A scattare la fotografia del settore è l'edizione di luglio 2016 dell’Osservatorio Congiunturale sull’Industria delle Costruzioni, pubblicato dall'Associazione dei costruttori edili (Ance).

L’aspettativa di ripresa del settore delle costruzioni motivata dal cambio di segno di alcuni indicatori e dalla fiducia in un effettivo rilancio degli investimenti pubblici in infrastrutture, emersa a fine 2015, non ha trovato piena conferma nella prima parte dell’anno in corso.

L’Ance, in ragione di tale aspettativa di miglioramento, nell’Osservatorio congiunturale sul settore delle costruzioni di dicembre scorso, aveva formulato una previsione di crescita degli investimenti in costruzioni nel 2016 dell’1,0% in termini reali, dopo otto anni di crisi ininterrotta che ha ridotto il livello degli investimenti in costruzioni del 34,9%.

L’inversione di segno era guidata principalmente da una stima di crescita dei livelli di attività del comparto dei lavori pubblici dell’ordine del 6% in quantità rispetto all’anno precedente. Tale previsione, elaborata tenendo conto delle potenzialità derivanti dalla cancellazione del patto di stabilità interno e dall’applicazione della clausola di flessibilità per gli investimenti pubblici (0,3% del Pil, pari circa 5 miliardi di euro), oggi non sembra più raggiungibile. La nuova stima ridimensiona a +0,4% in termini reali (+1,4% in valori correnti) la crescita in opere pubbliche.

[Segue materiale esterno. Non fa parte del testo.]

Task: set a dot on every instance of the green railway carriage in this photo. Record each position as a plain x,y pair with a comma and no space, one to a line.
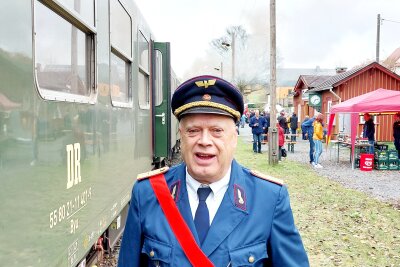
84,108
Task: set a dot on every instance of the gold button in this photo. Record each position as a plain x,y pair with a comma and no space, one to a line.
251,259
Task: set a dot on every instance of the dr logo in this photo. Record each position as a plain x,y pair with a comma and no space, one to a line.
73,165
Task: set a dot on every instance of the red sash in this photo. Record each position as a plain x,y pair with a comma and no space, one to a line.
178,224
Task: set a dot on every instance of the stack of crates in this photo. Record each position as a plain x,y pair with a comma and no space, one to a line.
381,160
357,156
393,160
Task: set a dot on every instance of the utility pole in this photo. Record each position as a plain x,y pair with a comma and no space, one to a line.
233,56
378,33
273,131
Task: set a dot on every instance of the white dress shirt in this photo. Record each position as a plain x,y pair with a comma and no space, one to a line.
213,200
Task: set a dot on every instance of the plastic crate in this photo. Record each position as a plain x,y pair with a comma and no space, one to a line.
357,163
393,164
381,147
392,154
381,165
381,155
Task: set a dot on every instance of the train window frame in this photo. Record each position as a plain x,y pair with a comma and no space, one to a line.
144,74
125,56
88,46
158,78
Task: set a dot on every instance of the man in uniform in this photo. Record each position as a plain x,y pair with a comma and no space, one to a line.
209,210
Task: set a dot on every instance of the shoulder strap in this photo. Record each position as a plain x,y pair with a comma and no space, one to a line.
182,232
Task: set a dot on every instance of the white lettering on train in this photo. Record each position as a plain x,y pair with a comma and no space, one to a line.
73,165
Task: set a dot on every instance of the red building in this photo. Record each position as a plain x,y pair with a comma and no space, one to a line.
330,90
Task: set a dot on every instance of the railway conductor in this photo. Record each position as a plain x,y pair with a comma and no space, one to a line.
209,210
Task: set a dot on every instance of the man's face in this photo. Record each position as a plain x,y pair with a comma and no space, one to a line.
208,142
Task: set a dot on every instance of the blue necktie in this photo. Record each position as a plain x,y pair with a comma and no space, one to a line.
202,218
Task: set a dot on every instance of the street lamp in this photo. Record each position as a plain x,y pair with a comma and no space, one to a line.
220,69
227,45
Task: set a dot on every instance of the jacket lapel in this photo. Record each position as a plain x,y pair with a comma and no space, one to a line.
230,213
183,200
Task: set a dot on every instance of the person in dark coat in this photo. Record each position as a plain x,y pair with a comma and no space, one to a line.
309,128
303,129
396,132
294,120
257,123
369,131
283,122
223,214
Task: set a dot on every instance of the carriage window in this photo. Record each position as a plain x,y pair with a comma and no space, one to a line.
84,8
121,28
144,91
144,73
120,71
158,79
64,57
143,52
121,53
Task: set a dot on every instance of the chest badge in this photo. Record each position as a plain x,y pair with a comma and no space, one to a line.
240,197
174,189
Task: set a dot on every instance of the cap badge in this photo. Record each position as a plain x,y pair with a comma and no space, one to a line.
205,83
206,97
240,197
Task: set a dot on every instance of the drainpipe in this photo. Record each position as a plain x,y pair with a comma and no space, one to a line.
338,97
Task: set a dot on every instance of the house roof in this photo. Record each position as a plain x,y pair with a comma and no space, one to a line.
340,78
312,81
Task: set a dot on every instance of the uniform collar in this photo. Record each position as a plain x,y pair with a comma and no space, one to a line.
193,184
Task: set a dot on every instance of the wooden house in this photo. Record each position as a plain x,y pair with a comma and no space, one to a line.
318,93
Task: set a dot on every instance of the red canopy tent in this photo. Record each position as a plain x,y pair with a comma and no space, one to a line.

AUMENTO TENDENZIALE DEGLI INVESTIMENTI IN COSTRUZIONI DELLO 0,3%. In questo contesto lo scenario formulato dall’Ance per l’anno in corso è di un aumento tendenziale degli investimenti in costruzioni dello 0,3% in termini reali (+1,3% in valori correnti). Si tratta di un aumento trascurabile, del tutto insufficiente a creare condizioni di effettiva ripresa per un settore stremato da una crisi senza fine.

La nuova previsione tiene conto di un peggioramento delle valutazioni delle imprese associate Ance, espresse nell’indagine rapida svolta nel mese di aprile 2016. A ciò si aggiungono gli indicatori settoriali che si stanno rendendo via via disponibili, riferiti ai primi mesi dell’anno in corso, deludenti ed in controtendenza rispetto alle attese.

L’indice Istat della produzione nelle costruzioni nei primi quattro mesi del 2016 è stato caratterizzato da un andamento altalenante, dopo che a fine 2015 aveva manifestato primi segnali positivi. Il dato, ancora provvisorio, di aprile (+3%) determina un risultato del primo quadrimestre in crescita dello 0,4% rispetto allo stesso periodo dell’anno precedente che, comunque, letto insieme agli altri indicatori settoriali, non allontana il timore che sia a rischio la ripresa del settore.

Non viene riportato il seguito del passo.